SM: I didn't even consider the post-pandemic challenges. As a creative, how has working remotely changed the way you collaborate with others? 

RV: ‘The Art of Gathering’ by Priya Parker has been my new bible. I'm always making sure I'm a good "host". I am so grateful to have a young team. It’s easier when it comes to respecting in knowing each other's experiences are truly equal. This leads to openly changing systems - and quickly - with no shame. 

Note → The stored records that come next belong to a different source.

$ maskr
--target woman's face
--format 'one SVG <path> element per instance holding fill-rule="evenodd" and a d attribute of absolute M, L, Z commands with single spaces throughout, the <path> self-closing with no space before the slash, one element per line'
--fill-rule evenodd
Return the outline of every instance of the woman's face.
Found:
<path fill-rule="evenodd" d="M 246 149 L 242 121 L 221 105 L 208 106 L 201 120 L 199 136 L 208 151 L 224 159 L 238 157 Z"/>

The power of serendipitous kismet play. 

SM: Can you share a happy accident or moment of serendipity that happened to make the concept come to life or create a moment of magic?

RV: Our still-life photos helped shape our editorial. It helped us work out ideas and lock in the story based on the surrealist props sourced. 

SB: There were these little experiments we did in the dirt lot/backyard of our Airbnb where we had our model dancing in the background and still-life set up in the foreground. It was magic when we brought those two moments together in one of our video cuts. It wasn't really planned or storyboarded out, but that's the power of serendipitous kismet play. 

RV: Holy Crap! How could I forget that shot!!! Wow, it's almost worrisome that I forgot that epic-ness. I might need a T-Break soon.